We all came together at the end for our own rendition of the song and it was absolutely amazing!
Next week, the group will review as many songs as they can remember from the past 5 weeks, and then take their performance outside onto the sidewalk in front of the shelter for anyone to see and hear.
This week was just a reminder of how incredible it is to work with our beautiful, courageous kids. One of the unique elements of Art Start’s workshops is that some kids come and go each week due to the unpredictable nature of their lives. Other kids are there every week for six months. This makes for a very challenging traditional learning environment, which is why what we do is so special. We base our workshop model on this level of inconsistency. Because of it, kids can finally feel at home somewhere, able to participate in organized activities that don’t require them to have control over life situations that are inherently out of their control as a shelter kid.
To welcome them, we have a very consistent schedule and the same super committed volunteer faces each week. This provides a safe space for homeless youth to try new things and grow through creativity without the stigma or shame they sometimes feel joining groups outside the shelter. We present mini-projects that are complete each workshop, inside a larger project that spans weeks. This provides a sense of completion each night, tailored for kids that may never return to Art Start if they move out, while providing a larger sense of accomplishment and project completion for kids that happen to be able to stay in the workshop for multiple weeks.

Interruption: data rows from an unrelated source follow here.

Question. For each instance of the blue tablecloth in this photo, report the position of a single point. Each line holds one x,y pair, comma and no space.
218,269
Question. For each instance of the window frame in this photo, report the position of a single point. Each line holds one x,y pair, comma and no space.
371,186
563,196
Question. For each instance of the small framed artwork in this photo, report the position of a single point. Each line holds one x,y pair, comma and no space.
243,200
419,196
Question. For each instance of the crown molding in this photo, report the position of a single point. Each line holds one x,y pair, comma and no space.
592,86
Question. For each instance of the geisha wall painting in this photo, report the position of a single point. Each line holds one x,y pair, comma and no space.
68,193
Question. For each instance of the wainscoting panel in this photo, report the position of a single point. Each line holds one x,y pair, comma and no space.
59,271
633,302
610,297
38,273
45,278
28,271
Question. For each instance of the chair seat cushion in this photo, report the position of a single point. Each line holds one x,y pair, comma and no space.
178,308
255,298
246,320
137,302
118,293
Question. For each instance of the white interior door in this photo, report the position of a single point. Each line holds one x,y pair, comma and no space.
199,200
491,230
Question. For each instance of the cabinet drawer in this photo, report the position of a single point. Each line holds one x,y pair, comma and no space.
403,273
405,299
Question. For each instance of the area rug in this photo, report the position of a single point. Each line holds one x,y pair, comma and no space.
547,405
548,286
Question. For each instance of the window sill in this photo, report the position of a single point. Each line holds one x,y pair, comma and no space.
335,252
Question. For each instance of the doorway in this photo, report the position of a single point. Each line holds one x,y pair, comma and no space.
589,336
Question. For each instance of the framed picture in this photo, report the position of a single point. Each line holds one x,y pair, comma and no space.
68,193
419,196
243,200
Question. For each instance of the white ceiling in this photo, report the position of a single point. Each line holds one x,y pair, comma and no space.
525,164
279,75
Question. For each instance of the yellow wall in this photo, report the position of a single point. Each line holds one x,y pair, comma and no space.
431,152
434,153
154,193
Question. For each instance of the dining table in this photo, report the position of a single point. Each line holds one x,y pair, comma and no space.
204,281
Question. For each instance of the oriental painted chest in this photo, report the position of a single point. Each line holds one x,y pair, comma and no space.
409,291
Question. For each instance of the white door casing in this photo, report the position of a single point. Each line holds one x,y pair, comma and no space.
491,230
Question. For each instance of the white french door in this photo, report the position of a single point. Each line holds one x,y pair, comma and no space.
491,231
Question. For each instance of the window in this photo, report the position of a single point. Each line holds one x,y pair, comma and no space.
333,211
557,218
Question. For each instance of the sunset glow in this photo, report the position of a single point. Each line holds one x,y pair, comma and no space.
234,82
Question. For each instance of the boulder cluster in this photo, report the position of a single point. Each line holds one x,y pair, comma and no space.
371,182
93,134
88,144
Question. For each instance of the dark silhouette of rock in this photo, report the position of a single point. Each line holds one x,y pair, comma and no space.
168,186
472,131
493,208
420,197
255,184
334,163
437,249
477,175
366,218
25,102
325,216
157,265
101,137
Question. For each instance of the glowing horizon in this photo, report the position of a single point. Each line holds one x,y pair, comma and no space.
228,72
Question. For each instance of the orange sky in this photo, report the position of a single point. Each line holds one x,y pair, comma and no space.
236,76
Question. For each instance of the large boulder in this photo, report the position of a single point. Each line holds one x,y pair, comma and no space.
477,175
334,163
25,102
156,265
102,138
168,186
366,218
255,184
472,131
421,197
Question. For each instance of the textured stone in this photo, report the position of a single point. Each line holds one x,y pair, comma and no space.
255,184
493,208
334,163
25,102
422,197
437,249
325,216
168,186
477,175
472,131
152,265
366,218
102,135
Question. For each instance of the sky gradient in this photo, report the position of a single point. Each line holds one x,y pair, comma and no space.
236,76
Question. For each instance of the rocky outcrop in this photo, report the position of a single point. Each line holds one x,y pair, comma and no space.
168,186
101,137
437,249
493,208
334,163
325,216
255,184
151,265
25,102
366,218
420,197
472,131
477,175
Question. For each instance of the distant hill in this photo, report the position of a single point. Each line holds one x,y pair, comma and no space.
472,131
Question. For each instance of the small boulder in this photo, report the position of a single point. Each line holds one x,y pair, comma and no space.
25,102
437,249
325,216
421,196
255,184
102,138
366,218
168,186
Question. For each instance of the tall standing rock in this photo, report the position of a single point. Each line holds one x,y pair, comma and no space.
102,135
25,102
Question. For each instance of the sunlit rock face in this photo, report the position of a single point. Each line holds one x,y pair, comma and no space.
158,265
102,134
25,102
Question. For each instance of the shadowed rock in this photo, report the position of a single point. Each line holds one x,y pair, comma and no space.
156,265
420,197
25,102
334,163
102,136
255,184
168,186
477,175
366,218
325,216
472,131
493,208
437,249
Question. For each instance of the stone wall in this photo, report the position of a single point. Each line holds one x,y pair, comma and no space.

From a project planning perspective, it is a constant challenge. Huge progress one week is often thwarted the following week when half of the kids move out and new kids move in. It can feel discouraging. But it is at the core of our mission to reach all of those children that fall between all of the cracks because of circumstances beyond their control. Art Start volunteers have a special coat of resilience to continue to plow through these challenges and love our kids because of these challenges, not in spite of them.
This week, when our kids exhibited the courage and confidence to play their own creative solo drum beats over a group of their peers, the compassion to listen to each other’s beats and collaborate to make beautiful music, and the confidence to cheer for their friends’ success, we felt as though our special recipe for creative expression in a place that is inherently unstable and chaotic was a huge success. It was one of those GREAT weeks.